One liter water grab samples of sewage effluents were collected in amber, air-tight bottles that were pre-rinsed with dichloromethane (ACS grade, Fisher Scientific) and baked overnight at 200°C. Water samples were stored in the dark at 4°C for up to 48 h. Immediately after sampling an isotope dilution was done by adding a C-13 labeled internal standards (Cambridge Isotope Laboratories, Andover, MA, USA) of E1, E2, and EE2 in acetonitrile. Extraction and analysis for steroidal estrogens followed previous strategies (Lee and Peart, 1998; Kuch and Ballschmiter, 2001) as validated in our laboratory (Atkinson et al., 2011). The samples were prefiltered through a 1.2-μm glass fiber filter and subsequently loaded onto a pre-treated 1 g ENVI-18 solid phase extraction (SPE) cartridge at a flow rate of 10 mL/min. The SPE was eluted with 5 mL acetone followed by 5 mL methanol. The extract was evaporated to dryness with nitrogen gas, and re-dissolved in 2 mL of high-pressure liquid chromatography (HPLC) water. A 10% pentafluorobenzoyl chloride derivative in toluene and 2 M potassium hydroxide was added to the sample and vortexed. After phase separation, the organic phase was extracted twice with 2.5 mL hexane and evaporated to 0.5 mL. The sample was subsequently passed through a sodium sulfate column, eluted with 7 mL of hexane, and evaporated to 200 μl for analysis on an Agilent 6890 gas chromatograph with a 5973 Mass Selective Detector in negative chemical ionization mode. One microliter was injected onto a Zebron ZB-5MS 30 m, 250 μm, 0.25 μm column with a flow rate of 1 mL/min of helium gas. The oven ramping commenced with 80°C held for 1 min, increasing at 24°C/min to 200°C and held for half a minute, 73°C/min until 245°C and held for 5 min, and then 1°C/min to 260°C. The mass spectrometer used methane as the reaction gas at a flow rate of 40 mL/min with the quad at 100°C and the source at 200°C. The 12C ions monitored were E1/lumiestrone 464, E2 466, and EE2 490 and the 13C ions were 466, 468, and 492, respectively. Both E1 and lumiestrone produced identical ion fragmentation patterns, and were quantified using identical protocols. Chromatographic data were collected and analyzed using Agilent MSD Chemstation Data Analysis Software.

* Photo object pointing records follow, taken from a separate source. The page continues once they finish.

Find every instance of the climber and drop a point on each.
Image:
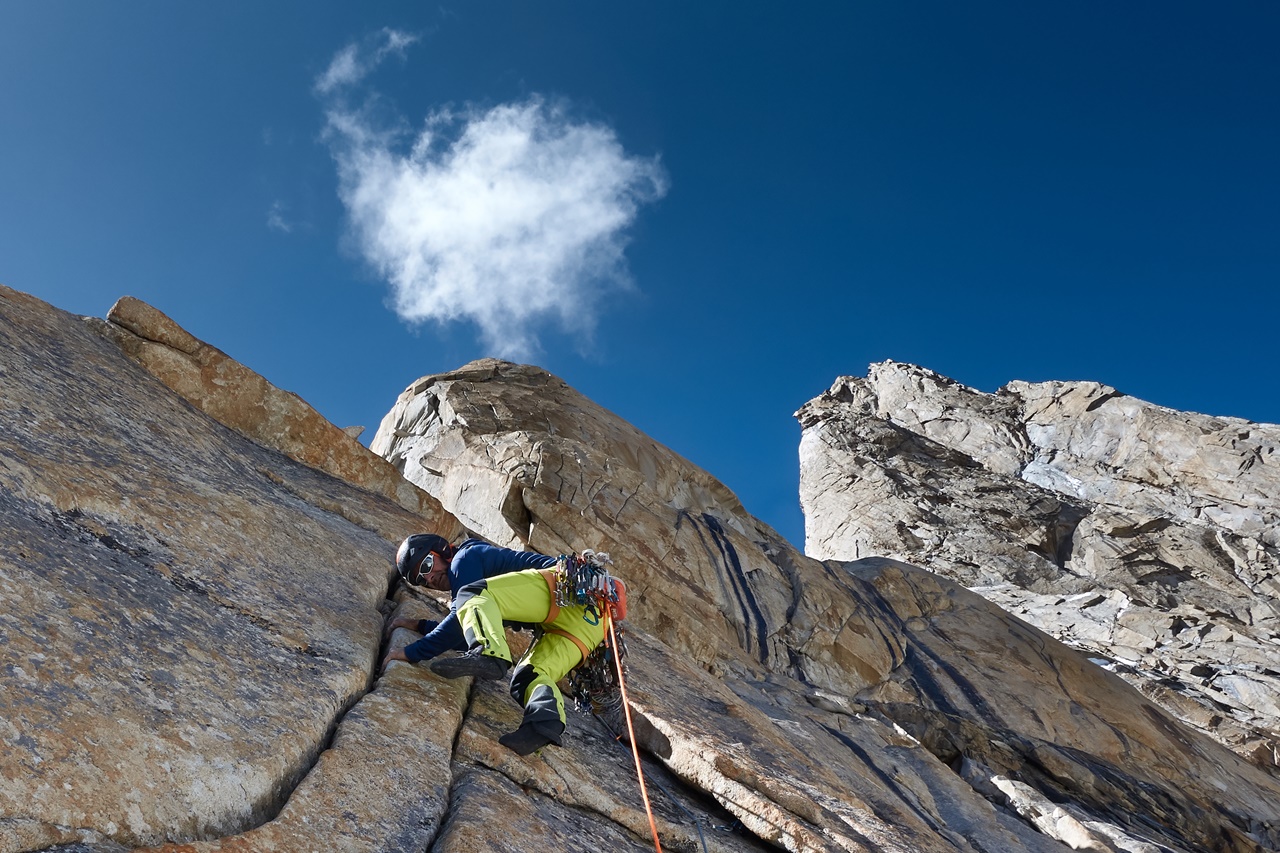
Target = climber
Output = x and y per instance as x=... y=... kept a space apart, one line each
x=429 y=560
x=568 y=633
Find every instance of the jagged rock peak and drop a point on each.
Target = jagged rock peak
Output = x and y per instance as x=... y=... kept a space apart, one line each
x=1144 y=536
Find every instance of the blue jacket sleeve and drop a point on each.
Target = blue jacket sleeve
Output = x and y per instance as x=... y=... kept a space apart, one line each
x=447 y=637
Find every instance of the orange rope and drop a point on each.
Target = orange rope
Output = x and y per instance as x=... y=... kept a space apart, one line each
x=631 y=733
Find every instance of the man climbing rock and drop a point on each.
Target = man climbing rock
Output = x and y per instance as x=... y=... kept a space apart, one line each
x=568 y=633
x=429 y=560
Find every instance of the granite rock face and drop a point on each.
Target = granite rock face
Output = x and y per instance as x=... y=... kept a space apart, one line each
x=192 y=603
x=187 y=619
x=1146 y=537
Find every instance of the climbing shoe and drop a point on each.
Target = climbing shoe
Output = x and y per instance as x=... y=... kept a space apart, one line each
x=474 y=662
x=531 y=735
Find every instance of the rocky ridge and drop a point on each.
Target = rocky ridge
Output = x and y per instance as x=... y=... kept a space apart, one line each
x=1146 y=537
x=191 y=603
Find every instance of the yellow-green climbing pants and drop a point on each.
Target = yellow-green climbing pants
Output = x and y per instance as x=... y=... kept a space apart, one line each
x=568 y=634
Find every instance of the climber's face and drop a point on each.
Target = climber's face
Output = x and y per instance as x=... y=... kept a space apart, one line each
x=434 y=571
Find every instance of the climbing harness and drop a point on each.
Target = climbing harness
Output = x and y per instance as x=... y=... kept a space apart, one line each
x=598 y=682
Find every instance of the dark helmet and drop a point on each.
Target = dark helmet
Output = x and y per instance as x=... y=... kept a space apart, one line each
x=415 y=548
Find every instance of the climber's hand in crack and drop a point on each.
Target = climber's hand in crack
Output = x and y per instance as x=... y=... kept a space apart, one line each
x=393 y=655
x=420 y=625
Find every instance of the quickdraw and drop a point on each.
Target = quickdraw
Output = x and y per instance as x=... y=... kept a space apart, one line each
x=585 y=580
x=595 y=682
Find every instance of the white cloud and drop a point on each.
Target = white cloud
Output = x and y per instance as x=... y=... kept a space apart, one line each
x=507 y=217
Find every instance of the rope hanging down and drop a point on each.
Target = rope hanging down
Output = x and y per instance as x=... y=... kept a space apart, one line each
x=631 y=733
x=585 y=580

The method detection limits (MDLs) were calculated using the protocol of the United States Environmental Protection Agency (1993). The MDLs were obtained by injection of seven extracts from seven water samples (prepared from E1 and EE2 standards of 5 and 1 ng L−1, respectively, in 1 L double distilled water), where the SD for the mean concentration was multiplied by the one-tailed t statistic at a 95% confidence level. In addition, the linear responses of steroidal estrogens were determined from sample extracts of 0, 12.5, 25, 37.5 ng L−1 of E1 standards and from sample extracts of 0, 1, 2, 3, and 4 ng L−1 of EE2 standards. Blank samples of double distilled water and blank samples of hydromatrix were spiked with the 13C standards and taken through the extraction process. The MDL for E1 and EE2 in water were 1.8 and 0.3 ng L−1 respectively. No commercial standards are available for lumiestrone, but its ion fragmentation pattern and MDL are identical to E1.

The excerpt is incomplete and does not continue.